With the method of calculation used in this simulation, actual payoffs to var against fix(x) will tend to over-estimate theoretical values since costs are calculated at the beginning, not middle of a decision increment.


Based on what you know about the symmetrical war of attrition, should
E(fix(x=1.9), fix(x=1.9)) be greater than, less than, or equal to E(var, fix(x=1.9))? Explain.

We learned that the mixed strategy we call 'var' was an ESS against any pure strategy in the symmetrical war of attrition. Since we know from the Bishop-Cannings Theorem that when a mixed strategy such as 'var' is composed of all pure (fix(x)) strategies that
E(var, var) = E(fix(any x), var) and so for 'var' to be an ESS, then
E(var, fix(x)) > E(fix(x), fix(x)).
Those are the only payoffs that matter. In every case, you will find that the simulation gives the result that E(var, fix(x)) > E(fix(x), fix(x)).
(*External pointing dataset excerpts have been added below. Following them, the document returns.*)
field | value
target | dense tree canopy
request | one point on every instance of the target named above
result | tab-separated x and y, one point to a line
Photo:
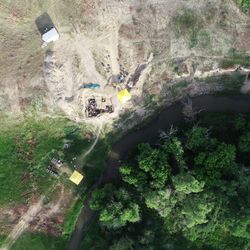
190	190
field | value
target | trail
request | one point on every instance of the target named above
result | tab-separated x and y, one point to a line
82	157
169	116
23	223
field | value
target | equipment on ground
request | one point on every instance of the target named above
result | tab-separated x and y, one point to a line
90	86
123	96
76	177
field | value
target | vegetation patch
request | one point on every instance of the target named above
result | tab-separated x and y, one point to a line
26	149
244	5
235	58
189	24
230	82
188	190
71	217
29	241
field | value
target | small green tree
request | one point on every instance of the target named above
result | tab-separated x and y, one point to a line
160	201
186	183
197	138
116	207
195	210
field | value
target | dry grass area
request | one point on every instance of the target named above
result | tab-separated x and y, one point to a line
101	38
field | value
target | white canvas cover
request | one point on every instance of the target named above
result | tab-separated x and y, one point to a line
50	36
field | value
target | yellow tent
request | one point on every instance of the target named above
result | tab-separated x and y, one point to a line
123	96
76	177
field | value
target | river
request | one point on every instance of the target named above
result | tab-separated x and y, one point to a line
147	133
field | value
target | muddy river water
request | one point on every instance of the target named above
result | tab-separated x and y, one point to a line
149	132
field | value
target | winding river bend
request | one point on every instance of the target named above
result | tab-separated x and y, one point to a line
167	117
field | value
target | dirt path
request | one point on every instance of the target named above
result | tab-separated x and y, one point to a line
32	213
23	223
169	116
82	157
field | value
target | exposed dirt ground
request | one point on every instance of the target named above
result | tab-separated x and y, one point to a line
99	39
39	215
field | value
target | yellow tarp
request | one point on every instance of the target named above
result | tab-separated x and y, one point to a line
123	96
76	177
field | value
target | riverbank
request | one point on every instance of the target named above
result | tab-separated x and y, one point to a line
169	116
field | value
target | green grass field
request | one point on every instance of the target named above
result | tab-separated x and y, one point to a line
29	241
26	148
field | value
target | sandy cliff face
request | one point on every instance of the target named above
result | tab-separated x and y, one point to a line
102	39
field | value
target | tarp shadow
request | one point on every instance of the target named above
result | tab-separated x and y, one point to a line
44	23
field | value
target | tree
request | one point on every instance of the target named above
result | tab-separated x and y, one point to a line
195	210
244	143
186	183
116	207
160	201
197	138
152	169
124	243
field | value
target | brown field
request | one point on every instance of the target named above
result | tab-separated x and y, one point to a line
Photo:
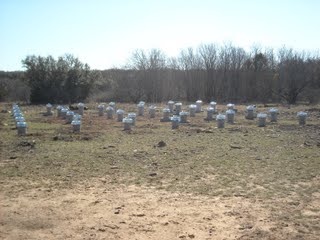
240	182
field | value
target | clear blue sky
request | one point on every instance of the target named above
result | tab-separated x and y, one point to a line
103	33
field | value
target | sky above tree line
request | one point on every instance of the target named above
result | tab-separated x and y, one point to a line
103	33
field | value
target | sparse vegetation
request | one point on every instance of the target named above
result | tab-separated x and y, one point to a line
272	172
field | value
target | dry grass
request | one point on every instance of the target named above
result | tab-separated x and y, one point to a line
276	167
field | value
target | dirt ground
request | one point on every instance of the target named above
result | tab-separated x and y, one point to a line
197	182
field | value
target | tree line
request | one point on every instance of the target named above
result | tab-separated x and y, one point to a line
208	72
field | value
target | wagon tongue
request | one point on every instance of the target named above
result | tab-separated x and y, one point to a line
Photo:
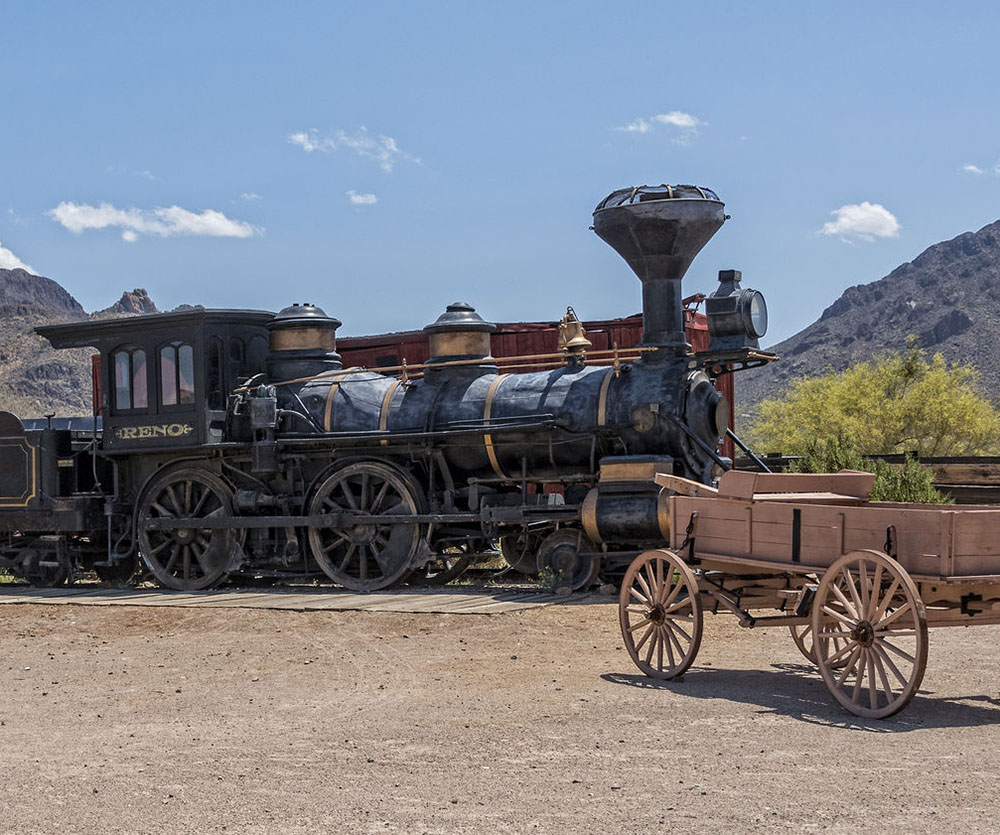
659	230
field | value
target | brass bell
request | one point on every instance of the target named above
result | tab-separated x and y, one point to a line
572	335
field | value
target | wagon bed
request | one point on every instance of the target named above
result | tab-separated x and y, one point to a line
857	582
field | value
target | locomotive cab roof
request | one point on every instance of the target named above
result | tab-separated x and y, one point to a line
163	379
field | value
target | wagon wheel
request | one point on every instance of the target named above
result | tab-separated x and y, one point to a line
367	556
660	612
567	555
186	559
803	637
868	601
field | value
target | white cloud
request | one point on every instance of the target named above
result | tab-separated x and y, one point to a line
382	149
679	120
866	221
165	223
9	261
638	126
367	199
685	124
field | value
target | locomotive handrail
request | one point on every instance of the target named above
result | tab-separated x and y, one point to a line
338	373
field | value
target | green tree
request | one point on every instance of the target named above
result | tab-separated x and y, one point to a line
899	402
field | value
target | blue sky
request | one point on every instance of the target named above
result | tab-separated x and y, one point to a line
384	159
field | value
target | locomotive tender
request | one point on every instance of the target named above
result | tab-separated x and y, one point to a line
236	440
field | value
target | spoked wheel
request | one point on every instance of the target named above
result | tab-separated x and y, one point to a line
802	635
660	612
369	555
569	558
868	602
192	558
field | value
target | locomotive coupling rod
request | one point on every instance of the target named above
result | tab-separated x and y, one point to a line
319	520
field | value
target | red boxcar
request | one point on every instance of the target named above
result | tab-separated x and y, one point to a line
513	339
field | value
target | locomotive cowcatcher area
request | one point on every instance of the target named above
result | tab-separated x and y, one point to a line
122	719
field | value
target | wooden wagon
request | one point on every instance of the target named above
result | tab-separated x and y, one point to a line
857	582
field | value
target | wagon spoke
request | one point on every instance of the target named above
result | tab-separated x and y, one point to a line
848	606
645	636
872	683
883	642
849	666
681	604
859	677
659	605
645	587
852	588
652	645
670	598
894	616
876	590
639	624
840	653
842	618
882	676
886	601
886	650
865	590
670	650
884	657
674	627
676	642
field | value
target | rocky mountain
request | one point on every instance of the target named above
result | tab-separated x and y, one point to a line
35	379
948	296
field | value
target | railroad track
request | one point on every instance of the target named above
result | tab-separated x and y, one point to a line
447	600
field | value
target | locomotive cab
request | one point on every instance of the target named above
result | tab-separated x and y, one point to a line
163	379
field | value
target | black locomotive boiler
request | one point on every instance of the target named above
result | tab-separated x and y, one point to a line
236	441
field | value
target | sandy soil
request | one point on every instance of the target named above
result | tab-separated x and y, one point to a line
179	721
Does it bother you that fix(x=1.9) wins most of the contests against var when V=1 -- i.e. that E(fix(x=1.9), var) > E(var, fix(x=1.9))? After all, var is supposed to be an ESS.

Here is what is most difficult about the war of attrition. Yes, fix(x) wins most of these contests (about 85% of them). But remember that the fitness of var and fix(x) are not determined only by this interaction. While var may not do well against fix(x), fix(x) does very poorly against itself. For example, if fix(x=1.9) goes against an identical opponent, the expected payoff to fix(x=1.9) is -1.4. By contrast, the expected payoff to var against fix(x=1.9) is -0.7; for var vs. var (V still equaling 1.0) it is 0.


Make both contestants 'var'. Run the simulation using different numbers of contests. Remember that the histogram output is total quits (both contestants added together) and the theoretical line is for expected quits for a single contestant playing var.

Is there good agreement between the theoretical line and the actual data? If not, explain what you think is the cause of the difference and attempt to explain any differences you might observe.

Here, the agreement between quits and the theoretical plot is not good. That is because the chance that one or other of the contestants will quit at a given interval is the sum of the chance that either might quit by them self: 2/V*exp(-2x/V).